読後にこれまでの「東京を撮る」とはちょっと違うぞ、景色じゃないよ、と。違和感を覚えられるかもしれませんが、その違和感の正体は次回更新の「東京を撮る」30で明かされますので、次回更新もお楽しみに!

片岡義男.com だけで読めるサポータ限定公開の作品ですので、サポータ本棚よりご覧ください。

これも三題噺か
東京を撮る25『これも三題噺か』

「これも三題噺か」を見て驚いたのは、最初の写真の中央に写っている腕時計です。ベトナム戦争時にアメリカ軍が兵士に支給したディスポーザブルウォッチのタイメックスによる復元版なのですが、最近、この時計にそっくりな別の時計が一部で話題になっているのです。SF作家ウィリアム・ギブスンがtwitterに、自らの作品「パターン・レコグニション」の主人公で目利きの女性ケイスに持たせた腕時計が、日本のダイソーで売っていたと書いたのです。それが、このタイメックスの時計と同じくディスポーザブルウォッチをコピーしたダイソーの「ミリウォッチ」。価格は何と550円。私はダイソーをハシゴして手に入れて悦にいっていたところに、この片岡義男の写真を見たのですから、それは驚くというものです。作家に愛されるデザインなのかも知れません。

バウンティでメンソレータムにヒット!
東京を撮る26『バウンティでメンソレータムにヒット!』

片岡義男のブツ撮りの特徴の一つに、小さな海外製品を沢山置いて撮るスタイルがあります。今回も、メンソレータムとヒットは複数置かれていて、ヒットなんて箱買いまでしています。それが、量産品の正しい姿なのかも知れないと、それを見る度に思います。そして、その大量のヒットを見ると、むしょうに欲しくなって買いに走ってしまうのです。これが1個をスタイリッシュに撮った写真では、そうはいきません。同様にバウンティも、中身がない、食べた後の写真だから、食べてみたいと思うのです。そういう「動き」があるモノを見つけて東京で買って撮る、それもまた街の写真なのだと思うのです。

やや絞ってあります
東京を撮る27『やや絞ってあります』

「やや絞ってあります」は、東京での日常生活を「行動の記録」として写真という形で表現したものではないかと思います。購入して半年経って着てみた服がキツかったからレイベルを見ると、買わないはずのサイズの表記があった、という行動、箱を開けると三角に開いたという写真は、その後でお茶を飲むという行為も含めて記録され、仙台駅の立体模型は、修正して撮影したものの、またも満足できるものではなかったという行動と結果と、更にまた撮り直すであろうという未来の行動までが、そこに写し出されています。
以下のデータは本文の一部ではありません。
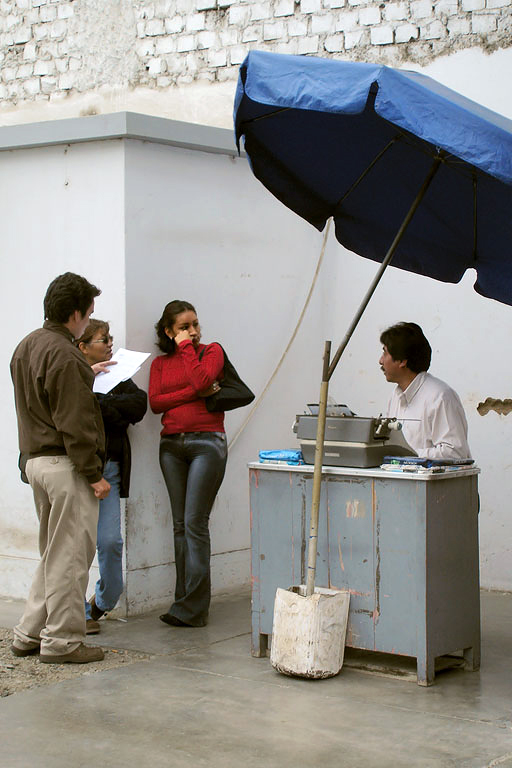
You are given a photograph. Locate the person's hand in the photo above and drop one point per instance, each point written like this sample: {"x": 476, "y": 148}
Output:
{"x": 103, "y": 367}
{"x": 182, "y": 336}
{"x": 101, "y": 488}
{"x": 211, "y": 390}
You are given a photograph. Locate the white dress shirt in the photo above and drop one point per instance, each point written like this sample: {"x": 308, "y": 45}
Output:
{"x": 440, "y": 429}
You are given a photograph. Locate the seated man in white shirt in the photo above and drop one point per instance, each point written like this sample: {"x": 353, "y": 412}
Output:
{"x": 434, "y": 424}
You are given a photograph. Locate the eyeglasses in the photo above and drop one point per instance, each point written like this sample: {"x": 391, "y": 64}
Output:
{"x": 104, "y": 340}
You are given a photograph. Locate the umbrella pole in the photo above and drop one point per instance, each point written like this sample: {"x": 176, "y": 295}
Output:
{"x": 389, "y": 255}
{"x": 317, "y": 473}
{"x": 328, "y": 370}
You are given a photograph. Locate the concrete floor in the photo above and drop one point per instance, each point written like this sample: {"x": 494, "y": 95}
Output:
{"x": 202, "y": 700}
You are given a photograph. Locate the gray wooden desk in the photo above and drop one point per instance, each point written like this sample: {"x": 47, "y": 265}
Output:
{"x": 405, "y": 546}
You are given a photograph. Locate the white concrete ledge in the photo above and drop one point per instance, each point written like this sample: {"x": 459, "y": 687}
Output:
{"x": 119, "y": 125}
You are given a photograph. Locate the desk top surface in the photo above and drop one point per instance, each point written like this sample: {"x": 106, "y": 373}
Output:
{"x": 377, "y": 472}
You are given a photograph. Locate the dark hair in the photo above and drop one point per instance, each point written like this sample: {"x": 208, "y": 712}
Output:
{"x": 67, "y": 294}
{"x": 169, "y": 315}
{"x": 406, "y": 341}
{"x": 94, "y": 326}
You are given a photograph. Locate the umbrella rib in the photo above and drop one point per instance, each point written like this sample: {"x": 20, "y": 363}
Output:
{"x": 366, "y": 171}
{"x": 263, "y": 117}
{"x": 475, "y": 225}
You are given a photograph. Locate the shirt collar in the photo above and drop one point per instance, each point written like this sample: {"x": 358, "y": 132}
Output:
{"x": 413, "y": 387}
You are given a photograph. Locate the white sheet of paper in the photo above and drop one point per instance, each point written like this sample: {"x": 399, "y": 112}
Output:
{"x": 128, "y": 363}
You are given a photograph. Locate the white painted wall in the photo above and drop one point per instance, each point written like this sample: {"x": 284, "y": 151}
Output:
{"x": 146, "y": 223}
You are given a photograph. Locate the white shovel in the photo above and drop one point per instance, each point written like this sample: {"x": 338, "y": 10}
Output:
{"x": 310, "y": 623}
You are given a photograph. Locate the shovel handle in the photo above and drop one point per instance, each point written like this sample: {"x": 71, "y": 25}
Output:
{"x": 317, "y": 473}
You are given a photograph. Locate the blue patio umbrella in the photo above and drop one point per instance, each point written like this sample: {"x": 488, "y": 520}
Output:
{"x": 408, "y": 169}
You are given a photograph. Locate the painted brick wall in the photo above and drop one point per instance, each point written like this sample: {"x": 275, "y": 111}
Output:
{"x": 50, "y": 48}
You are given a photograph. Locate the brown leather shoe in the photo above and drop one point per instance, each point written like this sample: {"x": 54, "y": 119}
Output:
{"x": 29, "y": 650}
{"x": 92, "y": 627}
{"x": 81, "y": 655}
{"x": 96, "y": 612}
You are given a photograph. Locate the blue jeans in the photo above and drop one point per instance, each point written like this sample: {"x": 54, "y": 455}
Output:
{"x": 193, "y": 465}
{"x": 110, "y": 545}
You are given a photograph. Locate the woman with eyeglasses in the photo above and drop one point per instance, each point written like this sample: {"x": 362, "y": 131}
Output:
{"x": 193, "y": 452}
{"x": 124, "y": 405}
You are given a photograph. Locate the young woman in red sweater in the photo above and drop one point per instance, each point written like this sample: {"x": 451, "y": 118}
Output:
{"x": 193, "y": 452}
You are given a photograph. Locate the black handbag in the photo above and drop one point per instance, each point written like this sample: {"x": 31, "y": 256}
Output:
{"x": 233, "y": 393}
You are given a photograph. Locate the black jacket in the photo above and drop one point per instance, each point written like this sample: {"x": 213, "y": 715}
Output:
{"x": 126, "y": 404}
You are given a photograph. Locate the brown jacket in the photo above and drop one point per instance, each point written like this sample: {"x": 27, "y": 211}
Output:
{"x": 57, "y": 411}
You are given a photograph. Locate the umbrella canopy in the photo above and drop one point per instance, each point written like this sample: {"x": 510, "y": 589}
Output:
{"x": 355, "y": 141}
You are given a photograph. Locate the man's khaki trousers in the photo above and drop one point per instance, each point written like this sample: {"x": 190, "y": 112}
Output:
{"x": 68, "y": 517}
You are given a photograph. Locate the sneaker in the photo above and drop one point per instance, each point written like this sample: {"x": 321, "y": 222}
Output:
{"x": 81, "y": 655}
{"x": 25, "y": 650}
{"x": 92, "y": 627}
{"x": 96, "y": 612}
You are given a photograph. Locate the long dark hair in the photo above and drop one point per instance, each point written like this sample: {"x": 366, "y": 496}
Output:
{"x": 66, "y": 294}
{"x": 406, "y": 341}
{"x": 169, "y": 315}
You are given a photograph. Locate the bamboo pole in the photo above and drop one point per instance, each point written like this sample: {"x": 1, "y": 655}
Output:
{"x": 328, "y": 370}
{"x": 317, "y": 473}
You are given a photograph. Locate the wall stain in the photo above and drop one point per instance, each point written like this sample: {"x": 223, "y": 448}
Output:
{"x": 502, "y": 407}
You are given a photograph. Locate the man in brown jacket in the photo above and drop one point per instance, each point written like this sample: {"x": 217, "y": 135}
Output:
{"x": 62, "y": 444}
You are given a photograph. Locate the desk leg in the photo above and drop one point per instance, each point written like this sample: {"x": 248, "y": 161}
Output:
{"x": 472, "y": 658}
{"x": 426, "y": 670}
{"x": 259, "y": 642}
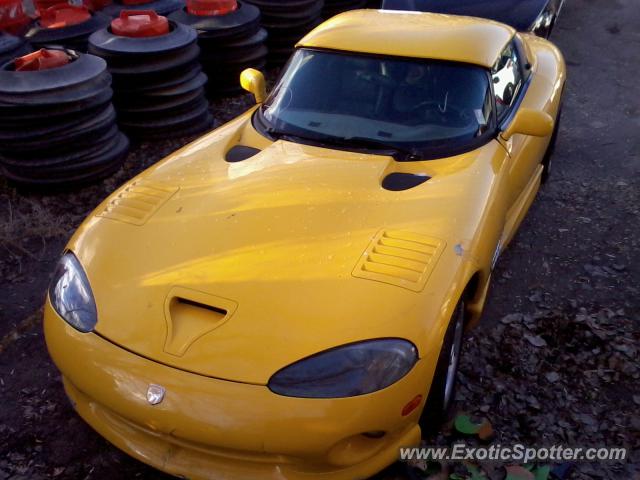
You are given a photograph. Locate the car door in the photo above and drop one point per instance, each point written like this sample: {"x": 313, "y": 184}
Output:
{"x": 510, "y": 83}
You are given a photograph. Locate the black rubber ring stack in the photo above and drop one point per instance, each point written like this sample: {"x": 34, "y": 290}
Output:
{"x": 334, "y": 7}
{"x": 287, "y": 21}
{"x": 74, "y": 37}
{"x": 12, "y": 47}
{"x": 58, "y": 126}
{"x": 161, "y": 7}
{"x": 157, "y": 81}
{"x": 228, "y": 44}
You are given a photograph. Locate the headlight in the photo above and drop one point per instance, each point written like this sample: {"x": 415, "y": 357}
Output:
{"x": 70, "y": 294}
{"x": 347, "y": 371}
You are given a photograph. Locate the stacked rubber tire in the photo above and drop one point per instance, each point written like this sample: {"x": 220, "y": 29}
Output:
{"x": 334, "y": 7}
{"x": 157, "y": 80}
{"x": 287, "y": 21}
{"x": 229, "y": 43}
{"x": 161, "y": 7}
{"x": 58, "y": 126}
{"x": 12, "y": 47}
{"x": 78, "y": 23}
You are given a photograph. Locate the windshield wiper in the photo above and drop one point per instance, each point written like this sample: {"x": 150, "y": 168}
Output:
{"x": 400, "y": 153}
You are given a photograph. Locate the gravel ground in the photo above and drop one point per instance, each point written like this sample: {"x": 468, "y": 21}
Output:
{"x": 555, "y": 359}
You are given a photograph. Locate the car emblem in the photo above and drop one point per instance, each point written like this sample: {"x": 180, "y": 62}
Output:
{"x": 155, "y": 394}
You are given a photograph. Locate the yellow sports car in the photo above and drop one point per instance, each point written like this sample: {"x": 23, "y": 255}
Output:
{"x": 286, "y": 296}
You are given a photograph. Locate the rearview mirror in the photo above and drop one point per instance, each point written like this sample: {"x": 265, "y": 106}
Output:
{"x": 252, "y": 81}
{"x": 529, "y": 122}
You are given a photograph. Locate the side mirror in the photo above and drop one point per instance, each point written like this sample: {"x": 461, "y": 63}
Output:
{"x": 530, "y": 122}
{"x": 252, "y": 81}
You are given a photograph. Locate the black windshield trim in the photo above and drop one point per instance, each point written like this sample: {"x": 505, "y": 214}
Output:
{"x": 261, "y": 125}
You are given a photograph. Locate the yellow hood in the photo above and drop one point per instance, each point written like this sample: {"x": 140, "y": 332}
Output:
{"x": 235, "y": 270}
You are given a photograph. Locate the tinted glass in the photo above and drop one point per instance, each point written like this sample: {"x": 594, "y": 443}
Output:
{"x": 402, "y": 102}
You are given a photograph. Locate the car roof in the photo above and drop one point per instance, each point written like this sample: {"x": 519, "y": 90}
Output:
{"x": 520, "y": 14}
{"x": 413, "y": 34}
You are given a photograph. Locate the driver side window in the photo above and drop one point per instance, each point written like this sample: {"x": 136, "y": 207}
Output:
{"x": 507, "y": 80}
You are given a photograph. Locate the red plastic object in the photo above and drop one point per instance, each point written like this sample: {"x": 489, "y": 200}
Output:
{"x": 42, "y": 5}
{"x": 13, "y": 18}
{"x": 135, "y": 2}
{"x": 95, "y": 5}
{"x": 60, "y": 16}
{"x": 41, "y": 60}
{"x": 140, "y": 23}
{"x": 206, "y": 8}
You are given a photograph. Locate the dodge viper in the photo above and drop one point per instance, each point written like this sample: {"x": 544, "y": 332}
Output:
{"x": 286, "y": 297}
{"x": 537, "y": 16}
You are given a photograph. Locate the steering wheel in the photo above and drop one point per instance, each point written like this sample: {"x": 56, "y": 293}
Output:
{"x": 448, "y": 114}
{"x": 376, "y": 78}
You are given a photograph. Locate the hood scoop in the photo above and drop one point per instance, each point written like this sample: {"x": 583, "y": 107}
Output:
{"x": 239, "y": 153}
{"x": 190, "y": 315}
{"x": 403, "y": 259}
{"x": 136, "y": 202}
{"x": 399, "y": 181}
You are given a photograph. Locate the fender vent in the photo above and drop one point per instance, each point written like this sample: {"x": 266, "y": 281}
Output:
{"x": 137, "y": 202}
{"x": 403, "y": 259}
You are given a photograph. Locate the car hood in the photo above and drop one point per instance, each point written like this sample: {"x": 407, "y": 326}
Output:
{"x": 235, "y": 270}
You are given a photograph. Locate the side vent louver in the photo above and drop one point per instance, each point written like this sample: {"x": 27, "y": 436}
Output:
{"x": 403, "y": 259}
{"x": 137, "y": 202}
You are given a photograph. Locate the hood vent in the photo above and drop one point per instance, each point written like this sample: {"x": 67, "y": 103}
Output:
{"x": 137, "y": 202}
{"x": 403, "y": 259}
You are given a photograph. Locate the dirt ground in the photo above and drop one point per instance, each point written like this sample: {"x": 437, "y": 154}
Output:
{"x": 556, "y": 359}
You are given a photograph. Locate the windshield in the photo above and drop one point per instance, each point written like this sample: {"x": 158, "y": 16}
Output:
{"x": 408, "y": 105}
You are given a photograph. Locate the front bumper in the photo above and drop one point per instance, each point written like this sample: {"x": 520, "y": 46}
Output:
{"x": 211, "y": 428}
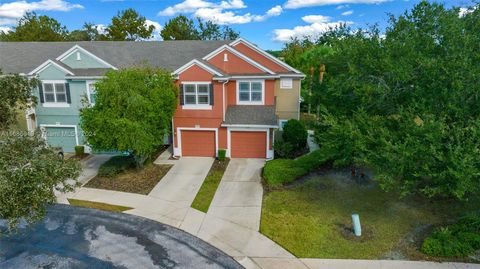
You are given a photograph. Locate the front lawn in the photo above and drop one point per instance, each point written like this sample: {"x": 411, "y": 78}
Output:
{"x": 97, "y": 205}
{"x": 312, "y": 219}
{"x": 119, "y": 175}
{"x": 209, "y": 187}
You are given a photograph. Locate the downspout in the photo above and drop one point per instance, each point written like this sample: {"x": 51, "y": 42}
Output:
{"x": 223, "y": 99}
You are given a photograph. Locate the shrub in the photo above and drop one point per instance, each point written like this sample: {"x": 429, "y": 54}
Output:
{"x": 116, "y": 165}
{"x": 222, "y": 154}
{"x": 283, "y": 171}
{"x": 295, "y": 133}
{"x": 458, "y": 240}
{"x": 79, "y": 150}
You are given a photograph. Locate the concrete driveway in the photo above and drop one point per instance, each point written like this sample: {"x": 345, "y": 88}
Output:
{"x": 74, "y": 237}
{"x": 239, "y": 196}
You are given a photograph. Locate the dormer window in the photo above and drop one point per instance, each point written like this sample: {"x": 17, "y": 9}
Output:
{"x": 251, "y": 92}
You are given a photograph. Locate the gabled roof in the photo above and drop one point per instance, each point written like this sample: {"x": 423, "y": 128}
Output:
{"x": 23, "y": 57}
{"x": 250, "y": 115}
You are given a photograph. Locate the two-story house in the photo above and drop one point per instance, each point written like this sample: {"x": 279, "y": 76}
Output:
{"x": 233, "y": 95}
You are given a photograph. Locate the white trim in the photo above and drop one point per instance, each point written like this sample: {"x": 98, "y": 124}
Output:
{"x": 237, "y": 53}
{"x": 268, "y": 153}
{"x": 178, "y": 149}
{"x": 197, "y": 107}
{"x": 193, "y": 62}
{"x": 250, "y": 102}
{"x": 47, "y": 63}
{"x": 77, "y": 47}
{"x": 60, "y": 126}
{"x": 87, "y": 84}
{"x": 249, "y": 126}
{"x": 264, "y": 53}
{"x": 55, "y": 103}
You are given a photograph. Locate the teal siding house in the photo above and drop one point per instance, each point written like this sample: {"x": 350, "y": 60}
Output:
{"x": 68, "y": 72}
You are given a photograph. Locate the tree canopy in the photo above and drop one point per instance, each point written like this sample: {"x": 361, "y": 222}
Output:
{"x": 32, "y": 27}
{"x": 405, "y": 103}
{"x": 132, "y": 112}
{"x": 183, "y": 28}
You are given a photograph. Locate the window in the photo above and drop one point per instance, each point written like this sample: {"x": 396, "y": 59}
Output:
{"x": 250, "y": 92}
{"x": 92, "y": 94}
{"x": 54, "y": 93}
{"x": 196, "y": 94}
{"x": 286, "y": 83}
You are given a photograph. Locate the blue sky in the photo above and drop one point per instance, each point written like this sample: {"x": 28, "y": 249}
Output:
{"x": 267, "y": 23}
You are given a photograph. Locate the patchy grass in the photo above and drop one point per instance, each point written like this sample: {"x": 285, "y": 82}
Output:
{"x": 134, "y": 180}
{"x": 312, "y": 219}
{"x": 209, "y": 187}
{"x": 97, "y": 205}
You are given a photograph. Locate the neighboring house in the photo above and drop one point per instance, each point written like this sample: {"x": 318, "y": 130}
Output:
{"x": 233, "y": 95}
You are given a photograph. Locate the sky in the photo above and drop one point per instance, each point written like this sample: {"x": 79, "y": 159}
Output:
{"x": 267, "y": 23}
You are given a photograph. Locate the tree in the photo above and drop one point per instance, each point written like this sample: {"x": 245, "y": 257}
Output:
{"x": 404, "y": 104}
{"x": 29, "y": 174}
{"x": 89, "y": 32}
{"x": 132, "y": 112}
{"x": 36, "y": 28}
{"x": 130, "y": 26}
{"x": 29, "y": 171}
{"x": 16, "y": 94}
{"x": 180, "y": 28}
{"x": 183, "y": 28}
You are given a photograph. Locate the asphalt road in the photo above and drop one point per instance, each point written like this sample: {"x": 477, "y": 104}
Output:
{"x": 73, "y": 237}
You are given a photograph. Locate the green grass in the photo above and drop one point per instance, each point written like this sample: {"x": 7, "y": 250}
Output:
{"x": 209, "y": 187}
{"x": 311, "y": 219}
{"x": 283, "y": 171}
{"x": 97, "y": 205}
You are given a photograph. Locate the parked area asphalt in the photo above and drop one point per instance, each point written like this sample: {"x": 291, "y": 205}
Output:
{"x": 73, "y": 237}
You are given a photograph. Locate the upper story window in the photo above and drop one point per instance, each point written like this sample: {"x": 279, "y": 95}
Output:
{"x": 197, "y": 95}
{"x": 54, "y": 93}
{"x": 92, "y": 93}
{"x": 286, "y": 83}
{"x": 251, "y": 92}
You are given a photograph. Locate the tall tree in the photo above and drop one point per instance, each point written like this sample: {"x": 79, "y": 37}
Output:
{"x": 36, "y": 28}
{"x": 29, "y": 171}
{"x": 183, "y": 28}
{"x": 138, "y": 104}
{"x": 180, "y": 28}
{"x": 130, "y": 26}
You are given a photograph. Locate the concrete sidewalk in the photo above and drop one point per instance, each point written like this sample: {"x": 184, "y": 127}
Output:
{"x": 232, "y": 222}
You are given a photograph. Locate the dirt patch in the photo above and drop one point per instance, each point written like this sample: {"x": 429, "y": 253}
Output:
{"x": 141, "y": 180}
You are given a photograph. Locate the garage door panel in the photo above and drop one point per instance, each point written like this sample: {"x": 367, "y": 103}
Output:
{"x": 248, "y": 144}
{"x": 198, "y": 143}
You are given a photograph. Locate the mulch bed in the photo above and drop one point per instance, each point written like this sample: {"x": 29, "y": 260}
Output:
{"x": 140, "y": 181}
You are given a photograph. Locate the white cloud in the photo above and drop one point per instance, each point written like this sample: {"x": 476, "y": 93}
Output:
{"x": 318, "y": 24}
{"x": 293, "y": 4}
{"x": 5, "y": 29}
{"x": 18, "y": 8}
{"x": 219, "y": 12}
{"x": 156, "y": 32}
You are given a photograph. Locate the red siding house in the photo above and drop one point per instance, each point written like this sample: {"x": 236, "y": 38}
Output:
{"x": 228, "y": 100}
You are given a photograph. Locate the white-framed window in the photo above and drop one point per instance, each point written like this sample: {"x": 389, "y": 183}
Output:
{"x": 286, "y": 83}
{"x": 91, "y": 92}
{"x": 196, "y": 94}
{"x": 282, "y": 123}
{"x": 251, "y": 92}
{"x": 54, "y": 92}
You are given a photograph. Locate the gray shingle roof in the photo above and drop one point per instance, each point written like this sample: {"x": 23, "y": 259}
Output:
{"x": 23, "y": 57}
{"x": 254, "y": 115}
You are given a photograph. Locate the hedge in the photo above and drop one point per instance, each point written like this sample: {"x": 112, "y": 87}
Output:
{"x": 283, "y": 171}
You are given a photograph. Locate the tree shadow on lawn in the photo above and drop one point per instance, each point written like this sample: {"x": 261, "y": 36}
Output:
{"x": 311, "y": 219}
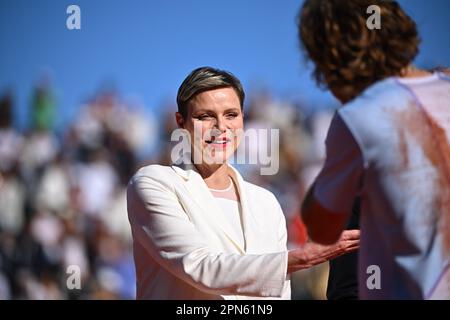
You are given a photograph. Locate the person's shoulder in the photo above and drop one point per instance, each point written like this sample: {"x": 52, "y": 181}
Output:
{"x": 260, "y": 192}
{"x": 153, "y": 172}
{"x": 377, "y": 94}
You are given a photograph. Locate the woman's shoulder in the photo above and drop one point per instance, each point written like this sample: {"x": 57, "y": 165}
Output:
{"x": 152, "y": 172}
{"x": 259, "y": 192}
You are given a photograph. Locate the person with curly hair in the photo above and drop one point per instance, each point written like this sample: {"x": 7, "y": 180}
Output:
{"x": 388, "y": 145}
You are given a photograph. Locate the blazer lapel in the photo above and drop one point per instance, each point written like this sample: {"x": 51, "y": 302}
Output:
{"x": 200, "y": 193}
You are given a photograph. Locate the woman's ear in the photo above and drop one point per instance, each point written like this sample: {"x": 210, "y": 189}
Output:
{"x": 179, "y": 119}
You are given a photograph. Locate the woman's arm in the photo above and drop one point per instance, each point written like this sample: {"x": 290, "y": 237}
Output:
{"x": 162, "y": 227}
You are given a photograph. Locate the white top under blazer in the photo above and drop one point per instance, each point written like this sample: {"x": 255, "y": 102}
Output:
{"x": 183, "y": 250}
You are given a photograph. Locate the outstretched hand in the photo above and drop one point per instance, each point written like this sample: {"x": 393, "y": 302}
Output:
{"x": 311, "y": 253}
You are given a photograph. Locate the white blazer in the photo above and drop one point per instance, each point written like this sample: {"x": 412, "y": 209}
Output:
{"x": 184, "y": 250}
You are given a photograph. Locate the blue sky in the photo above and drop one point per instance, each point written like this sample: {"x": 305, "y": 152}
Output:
{"x": 146, "y": 48}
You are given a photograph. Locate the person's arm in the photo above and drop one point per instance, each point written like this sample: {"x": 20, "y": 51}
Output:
{"x": 160, "y": 225}
{"x": 327, "y": 205}
{"x": 324, "y": 226}
{"x": 310, "y": 253}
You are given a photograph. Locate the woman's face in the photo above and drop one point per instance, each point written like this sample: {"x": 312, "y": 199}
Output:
{"x": 215, "y": 123}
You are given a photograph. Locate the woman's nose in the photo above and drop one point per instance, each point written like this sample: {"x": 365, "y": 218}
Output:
{"x": 221, "y": 125}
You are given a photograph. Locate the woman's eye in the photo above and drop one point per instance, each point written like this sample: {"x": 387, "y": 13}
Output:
{"x": 203, "y": 117}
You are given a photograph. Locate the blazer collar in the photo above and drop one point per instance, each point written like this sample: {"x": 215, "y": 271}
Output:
{"x": 199, "y": 191}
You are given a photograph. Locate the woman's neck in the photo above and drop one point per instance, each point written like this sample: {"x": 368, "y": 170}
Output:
{"x": 216, "y": 176}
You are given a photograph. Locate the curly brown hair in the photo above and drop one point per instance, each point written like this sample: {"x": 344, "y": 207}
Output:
{"x": 349, "y": 56}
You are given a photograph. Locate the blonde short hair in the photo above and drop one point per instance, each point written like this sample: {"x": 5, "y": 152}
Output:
{"x": 204, "y": 79}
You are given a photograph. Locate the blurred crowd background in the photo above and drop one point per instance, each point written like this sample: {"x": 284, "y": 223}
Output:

それぞれに意志があり、失敗や驚きがあり、それが10分間の間の出来事であるというライブ感まで含めて写真が出来上がっているのです。

テキサス州シュガーランドから届いた
東京を撮る28『テキサス州シュガーランドから届いた』

海外からの郵便物は、昔からカッコよくて、今もやっぱりカッコいいと思ってしまいます。ラベルのレイアウトはもちろん、印字や色、スタンプのデザインまで、いちいちカッコいいのです。「まさに海外のもの」なのです。一方で、輪ゴムのパッケージも、和洋折衷の不思議なデザインが、中々に味わい深く、不思議なコピーも、今となっては懐かしくも新しく感じられます。チェコのセントロペンも、ヨーロッパの文房具の香り高い良いデザインですが、筆記具のジャンルでは、日本のメーカーも最近随分健闘しています。このペンを見て、私は、ゼブラのクリッカートという、ノック式サインペンを思いました。絶妙に渋い色が揃っているのも、ヨーロッパ文具に追い付いたような気がしています。モノの形は様々に想像を刺激してくれます。

豪徳寺・世田谷
東京を撮る29『豪徳寺・世田谷』

これまで続いた「東京を撮る」の原点にあたる場所と写真で構成されています。片岡義男ファンにはお馴染みの豪徳寺駅から山下駅までの途、そこから世田谷線で世田谷、三軒茶屋へと続く線路。それらを最初にデジタルカメラで撮影した12年前の記録が、今回の写真達なのです。まだ半分は残っている豪徳寺の風景、もはや消え去った世田谷の風景。これらの写真を見れば、このシリーズで片岡義男が試みていることが見えてきます。もはや消えてどこにもない風景は、取り返しのつかない最たるものと片岡義男は言います。アナログカメラからデジタル一眼レフへの変更は、その機能も機構も変わらないからスムーズです。それはカメラが消えてなくなるという話ではないからです。そのカメラで、東京を記録するのが、「東京を撮る」のモチーフ選びに繋がるのだと思うのです。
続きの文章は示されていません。